Wuytens Pieter C, Subramanian Ananth Z, De Vos Winnok H, Skirtach Andre G, Baets Roel
Photonics Research Group, INTEC Department, Ghent University-imec, Ghent, Belgium.
Department of Molecular Biotechnology, Ghent University, Ghent, Belgium and Laboratory of Cell Biology and Histology, Dept. Veterinary Sciences, University of Antwerp, Antwerp, Belgium.
Analyst. 2015 Dec 21;140(24):8080-7. doi: 10.1039/c5an01782c.

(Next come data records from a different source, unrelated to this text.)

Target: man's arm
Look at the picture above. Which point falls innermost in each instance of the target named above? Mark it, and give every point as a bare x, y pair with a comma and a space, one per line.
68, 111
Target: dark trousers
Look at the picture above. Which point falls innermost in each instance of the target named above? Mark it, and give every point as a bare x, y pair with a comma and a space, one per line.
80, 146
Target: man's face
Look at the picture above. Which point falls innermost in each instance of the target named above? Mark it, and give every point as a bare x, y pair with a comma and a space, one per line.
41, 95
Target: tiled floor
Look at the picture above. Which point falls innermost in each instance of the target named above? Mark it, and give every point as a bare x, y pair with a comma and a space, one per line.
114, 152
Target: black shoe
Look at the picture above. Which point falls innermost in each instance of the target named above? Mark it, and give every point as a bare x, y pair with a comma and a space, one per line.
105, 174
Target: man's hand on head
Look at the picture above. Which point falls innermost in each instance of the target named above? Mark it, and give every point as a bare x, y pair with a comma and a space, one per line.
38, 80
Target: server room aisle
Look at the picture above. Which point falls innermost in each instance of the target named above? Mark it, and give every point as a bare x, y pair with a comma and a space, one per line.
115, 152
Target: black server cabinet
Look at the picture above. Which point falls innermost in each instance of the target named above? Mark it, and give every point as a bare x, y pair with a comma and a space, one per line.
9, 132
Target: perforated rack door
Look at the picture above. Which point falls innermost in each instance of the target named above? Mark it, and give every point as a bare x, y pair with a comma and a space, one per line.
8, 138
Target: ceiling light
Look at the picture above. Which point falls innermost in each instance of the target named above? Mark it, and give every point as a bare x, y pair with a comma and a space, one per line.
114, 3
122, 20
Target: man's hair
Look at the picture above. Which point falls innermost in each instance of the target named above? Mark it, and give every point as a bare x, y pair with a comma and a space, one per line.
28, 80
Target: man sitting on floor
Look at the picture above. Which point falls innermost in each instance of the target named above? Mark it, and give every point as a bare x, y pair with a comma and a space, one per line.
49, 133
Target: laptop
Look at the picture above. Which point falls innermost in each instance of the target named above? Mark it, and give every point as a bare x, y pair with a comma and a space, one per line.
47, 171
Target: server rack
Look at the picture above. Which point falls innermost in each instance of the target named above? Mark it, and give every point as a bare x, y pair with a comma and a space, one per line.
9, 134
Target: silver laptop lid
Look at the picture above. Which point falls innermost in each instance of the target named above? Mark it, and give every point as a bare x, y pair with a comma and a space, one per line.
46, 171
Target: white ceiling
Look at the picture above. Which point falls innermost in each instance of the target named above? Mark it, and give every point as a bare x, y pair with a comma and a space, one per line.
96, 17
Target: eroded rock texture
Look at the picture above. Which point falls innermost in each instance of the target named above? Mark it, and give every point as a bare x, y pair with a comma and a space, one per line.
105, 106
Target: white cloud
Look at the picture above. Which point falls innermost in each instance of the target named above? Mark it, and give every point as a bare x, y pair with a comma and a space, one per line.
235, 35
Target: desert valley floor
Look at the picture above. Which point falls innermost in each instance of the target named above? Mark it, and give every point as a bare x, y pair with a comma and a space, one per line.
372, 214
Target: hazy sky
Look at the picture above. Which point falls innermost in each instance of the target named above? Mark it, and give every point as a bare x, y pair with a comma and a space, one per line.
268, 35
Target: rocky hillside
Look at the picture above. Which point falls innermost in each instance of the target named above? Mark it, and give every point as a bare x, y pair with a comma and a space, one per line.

While top-down substrates for surface-enhanced Raman spectroscopy (SERS) offer outstanding control and reproducibility of the gold nanopatterns and their related localized surface plasmon resonance, intracellular SERS experiments heavily rely on gold nanoparticles. These nanoparticles often result in varying and uncontrollable enhancement factors. Here we demonstrate the use of top-down gold-nanostructured microchips for intracellular sensing. We develop a tunable and reproducible fabrication scheme for these microchips. Furthermore we observe the intracellular uptake of these structures, and find no immediate influence on cell viability. Finally, we perform a proof-of-concept intracellular SERS experiment by the label-free detection of extraneous molecules. By bringing top-down SERS substrates to the intracellular world, we set an important step towards time-dependent and quantitative intracellular SERS.
虽然用于表面增强拉曼光谱(SERS)的自上而下的基底能对金纳米图案及其相关的局域表面等离子体共振实现出色的控制和可重复性,但细胞内SERS实验严重依赖金纳米颗粒。这些纳米颗粒常常导致增强因子变化且不可控。在此,我们展示了将自上而下的金纳米结构微芯片用于细胞内传感。我们为这些微芯片开发了一种可调谐且可重复的制造方案。此外,我们观察到这些结构被细胞摄取,并且发现对细胞活力没有即时影响。最后,我们通过对细胞外分子进行无标记检测开展了一个概念验证性的细胞内SERS实验。通过将自上而下的SERS基底引入细胞内环境,我们朝着实现随时间变化的定量细胞内SERS迈出了重要一步。